Beliefs not Biomechanics

Pregnancy related pelvic girdle pain (PPGP) impacts between 56%-72% of pregnant women and is a significant cause of disability, reduced quality of life and early leave from work. Physiotherapists are ideally placed to treat and manage PPGP, but some of the messages we are giving women through our language and treatments are disempowering women and increasing the pain. Here we will address how best to manage PPGP in women.

What is it?

Pain can be felt in the middle of one or both buttocks or in the pubic bone. Women will describe it like a sharp stabbing pain in the bum or as if they have been kicked right in the centre of the pubic bone.
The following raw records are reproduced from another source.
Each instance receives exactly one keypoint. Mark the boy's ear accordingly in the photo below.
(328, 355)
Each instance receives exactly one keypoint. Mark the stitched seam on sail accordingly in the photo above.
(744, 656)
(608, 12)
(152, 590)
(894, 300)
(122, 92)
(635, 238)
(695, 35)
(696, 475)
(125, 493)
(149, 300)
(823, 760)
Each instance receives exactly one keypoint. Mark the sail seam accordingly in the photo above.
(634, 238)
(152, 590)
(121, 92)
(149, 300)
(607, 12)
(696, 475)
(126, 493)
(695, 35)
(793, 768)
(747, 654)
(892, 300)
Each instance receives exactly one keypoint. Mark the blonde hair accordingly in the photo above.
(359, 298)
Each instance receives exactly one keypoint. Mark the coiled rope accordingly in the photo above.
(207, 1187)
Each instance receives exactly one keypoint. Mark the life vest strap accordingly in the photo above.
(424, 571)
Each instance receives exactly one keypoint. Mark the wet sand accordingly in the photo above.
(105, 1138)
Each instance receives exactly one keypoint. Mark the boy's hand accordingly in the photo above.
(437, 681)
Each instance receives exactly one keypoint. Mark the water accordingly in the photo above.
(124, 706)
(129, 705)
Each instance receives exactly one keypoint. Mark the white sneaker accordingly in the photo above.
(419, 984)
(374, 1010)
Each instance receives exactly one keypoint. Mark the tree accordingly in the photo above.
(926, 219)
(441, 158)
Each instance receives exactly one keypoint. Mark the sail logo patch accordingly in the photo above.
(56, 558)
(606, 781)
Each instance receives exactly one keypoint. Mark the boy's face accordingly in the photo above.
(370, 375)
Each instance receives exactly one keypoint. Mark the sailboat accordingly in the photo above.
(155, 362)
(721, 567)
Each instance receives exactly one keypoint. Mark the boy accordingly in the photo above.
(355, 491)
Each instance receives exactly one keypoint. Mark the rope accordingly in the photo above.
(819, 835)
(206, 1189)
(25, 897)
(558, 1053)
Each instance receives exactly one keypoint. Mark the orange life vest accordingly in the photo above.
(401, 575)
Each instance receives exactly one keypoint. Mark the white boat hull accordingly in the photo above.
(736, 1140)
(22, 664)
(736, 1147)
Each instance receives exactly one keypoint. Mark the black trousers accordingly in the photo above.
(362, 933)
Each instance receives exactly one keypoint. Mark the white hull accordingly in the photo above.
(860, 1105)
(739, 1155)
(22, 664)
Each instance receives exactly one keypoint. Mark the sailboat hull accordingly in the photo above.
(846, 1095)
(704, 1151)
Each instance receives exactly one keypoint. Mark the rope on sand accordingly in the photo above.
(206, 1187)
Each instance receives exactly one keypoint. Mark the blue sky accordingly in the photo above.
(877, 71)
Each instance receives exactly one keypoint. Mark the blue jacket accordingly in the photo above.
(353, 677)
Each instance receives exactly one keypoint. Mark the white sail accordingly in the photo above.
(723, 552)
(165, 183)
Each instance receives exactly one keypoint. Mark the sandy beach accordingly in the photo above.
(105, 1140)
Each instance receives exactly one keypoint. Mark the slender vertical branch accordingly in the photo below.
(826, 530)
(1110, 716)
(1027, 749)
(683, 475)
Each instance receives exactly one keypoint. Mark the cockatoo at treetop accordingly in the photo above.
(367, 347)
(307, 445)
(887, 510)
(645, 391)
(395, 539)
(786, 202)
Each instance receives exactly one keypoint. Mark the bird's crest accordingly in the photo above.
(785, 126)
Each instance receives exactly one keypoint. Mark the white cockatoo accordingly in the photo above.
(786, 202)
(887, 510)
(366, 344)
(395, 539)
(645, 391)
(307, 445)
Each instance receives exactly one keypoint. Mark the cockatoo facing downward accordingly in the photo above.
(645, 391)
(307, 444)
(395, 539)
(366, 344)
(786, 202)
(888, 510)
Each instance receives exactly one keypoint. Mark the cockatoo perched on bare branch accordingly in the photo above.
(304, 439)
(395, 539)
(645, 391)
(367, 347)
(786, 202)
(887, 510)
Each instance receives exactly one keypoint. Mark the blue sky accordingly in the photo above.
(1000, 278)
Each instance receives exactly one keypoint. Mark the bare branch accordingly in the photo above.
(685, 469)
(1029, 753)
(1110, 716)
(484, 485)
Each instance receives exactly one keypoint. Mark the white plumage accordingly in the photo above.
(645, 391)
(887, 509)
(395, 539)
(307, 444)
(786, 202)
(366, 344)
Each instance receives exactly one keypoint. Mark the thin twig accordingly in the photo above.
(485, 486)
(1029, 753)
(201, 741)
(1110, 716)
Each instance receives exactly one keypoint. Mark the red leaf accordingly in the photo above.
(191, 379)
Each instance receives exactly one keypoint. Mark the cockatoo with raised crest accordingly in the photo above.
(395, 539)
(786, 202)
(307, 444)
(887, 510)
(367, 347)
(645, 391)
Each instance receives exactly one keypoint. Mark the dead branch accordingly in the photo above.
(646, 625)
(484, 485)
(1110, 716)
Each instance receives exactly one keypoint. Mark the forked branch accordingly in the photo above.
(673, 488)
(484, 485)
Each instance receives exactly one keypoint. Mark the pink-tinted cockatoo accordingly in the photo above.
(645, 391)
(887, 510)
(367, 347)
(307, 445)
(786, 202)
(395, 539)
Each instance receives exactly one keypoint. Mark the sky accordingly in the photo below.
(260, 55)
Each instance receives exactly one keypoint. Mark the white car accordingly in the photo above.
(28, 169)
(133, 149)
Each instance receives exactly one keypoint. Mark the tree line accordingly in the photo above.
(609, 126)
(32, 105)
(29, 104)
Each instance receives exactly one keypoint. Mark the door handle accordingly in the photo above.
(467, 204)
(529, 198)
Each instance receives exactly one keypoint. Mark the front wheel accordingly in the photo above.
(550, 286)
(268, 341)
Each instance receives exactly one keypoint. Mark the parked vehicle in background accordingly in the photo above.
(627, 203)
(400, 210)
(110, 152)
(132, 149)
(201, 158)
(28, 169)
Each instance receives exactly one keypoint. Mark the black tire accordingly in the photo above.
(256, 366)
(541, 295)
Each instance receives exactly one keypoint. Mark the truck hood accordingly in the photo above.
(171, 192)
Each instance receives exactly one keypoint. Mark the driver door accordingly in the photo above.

What are the common signs of PPGP?

Pain or discomfort with:

·       Turning in bed

·       Going from sitting to standing

·       Getting out of a car

·       Pushing heavy objects, like a shopping trolley or a hoover

·       Walking upstairs, or any standing on one leg, e.g.  when putting on underwear

·       Walking


Not just a biomechanical issue

For many years PPGP has been viewed as mainly a biomechanical and hormonal issue so treatment tended to focus on this aspect. However, as more research around pain science emerges, we now know that there are cognitive components that contribute to PGPP and its severity.

What do I mean by cognitive components?

This refers to patterns that have developed in the brain relating to current/past events/experiences, how we interpret them in our brain and whether that interpretation causes stress/anxiety.

Examples of current circumstances, past events and life experiences that impact PPGP according to the evidence are:

·       Work dissatisfaction,

·       Previous pelvic trauma (including traumatic birth experience)

·       History of low back pain and /or PGP, especially in a previous pregnancy.

These factors have the potential to impact an associated fear which in turn impacts the level of pain through nociplastic processes (generated from the central nervous system as opposed to local inflammatory processes).

Biomechanics and hormones still play a role, just not in the way we thought. Rather than the pelvis being unstable it is more a case of the muscles/tissues surrounding the pelvis becoming more sensitive which generates protective responses and tension develops. This is felt as tightness by women and causes movements to be painful.

Also, it appears that the main hormone that can ramp up this tissue sensitivity is oestrogen as opposed to relaxin. Oestrogen significantly drops after delivery of the baby and placenta, which may contribute to why there is such a significant decrease in symptoms immediately after the birth.


How does this change how we treat and advise women with PPGP?

Now we know better, we must do better.

According to a recent editorial (Pulsiger et al. 2022) unhelpful narratives about PPGP that we as health care professionals need to stop feeding into are:

·       The hormone relaxin makes the pelvis unstable.

·       Pelvic pain is worse because of poor posture and alignment.

·       Pelvic pain is caused by unstable pelvic ligaments and joints.

·       Moving less and keeping the legs closed with reduce pelvic pain.

·       Breastfeeding hormones will prolong pelvic pain and instability.

·       Birthing vaginally will worsen pelvic pain.

·       Support belts should be worn to help stabilise the pelvis.

These statements lack current supporting evidence and can contribute to unhelpful beliefs resulting in conflicting management strategies or failure to address many of the components influencing the pain.


So, what do we say to women with PPGP

Address their overall wellbeing first.

·       Ask about work & home- is it stressful? what are dealing with? what type of physical/emotional support they have?

·       Ask about sleep

·       Ask about previous birth experience/pregnancy journey or get a sense if there are any sources of fear/anxiety

·       Ask about what they do to unwind/decompress/complete the stress cycle

The intention of the above is to bring awareness to how much this woman is dealing with. Once there is an awareness this can bring acceptance and action. Action frequently requires slowing down, recognising their needs, sharing with people and asking for help to meet their needs.

Imagine if we could all do this!

Listen so they are left feeling heard, supported and validated about their experience of PPGP.

·       Acknowledge everything they are currently doing before offering anything.

·       Ask them what would they advise their best friend to do.

·       Give them permission to slow down or stop the aspects of their lives that may be a source of stress.

·       Offer tools and resources if appropriate after all of the above.

Tools and resources- provide confidence, reassurance and guidance

·       NEW infographic developed by Pulsiger et al. 2022 (see below)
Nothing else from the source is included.